Distinguish Confusing Law Articles for Legal Judgment Prediction
This work addresses a domain-specific issue in judicial assistance systems by improving prediction accuracy for confusing charges, though it appears incremental as it builds on existing LJP methods.
The paper tackles the problem of distinguishing confusing law articles in Legal Judgment Prediction (LJP) by proposing LADAN, an end-to-end model that uses a graph neural network and attention mechanism to learn subtle differences, achieving superior performance on real-world datasets.
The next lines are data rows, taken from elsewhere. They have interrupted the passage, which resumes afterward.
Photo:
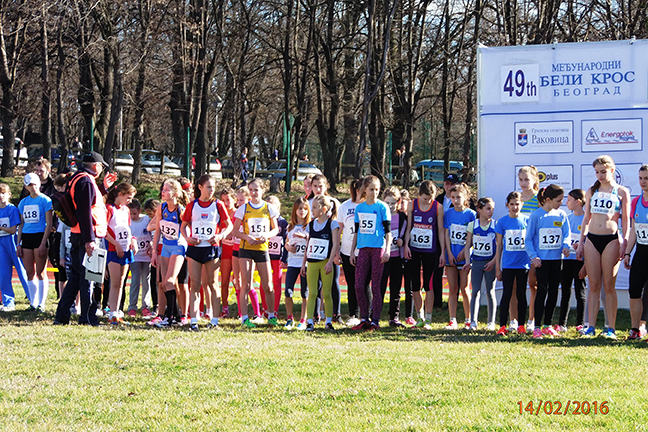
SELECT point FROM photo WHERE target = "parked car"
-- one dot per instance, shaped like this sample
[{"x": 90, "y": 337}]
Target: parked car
[
  {"x": 124, "y": 162},
  {"x": 277, "y": 169},
  {"x": 23, "y": 151},
  {"x": 433, "y": 169}
]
Legal Judgment Prediction (LJP) is the task of automatically predicting a law case's judgment results given a text describing its facts, which has excellent prospects in judicial assistance systems and convenient services for the public. In practice, confusing charges are frequent, because law cases applicable to similar law articles are easily misjudged. For addressing this issue, the existing method relies heavily on domain experts, which hinders its application in different law systems. In this paper, we present an end-to-end model, LADAN, to solve the task of LJP. To distinguish confusing charges, we propose a novel graph neural network to automatically learn subtle differences between confusing law articles and design a novel attention mechanism that fully exploits the learned differences to extract compelling discriminative features from fact descriptions attentively. Experiments conducted on real-world datasets demonstrate the superiority of our LADAN.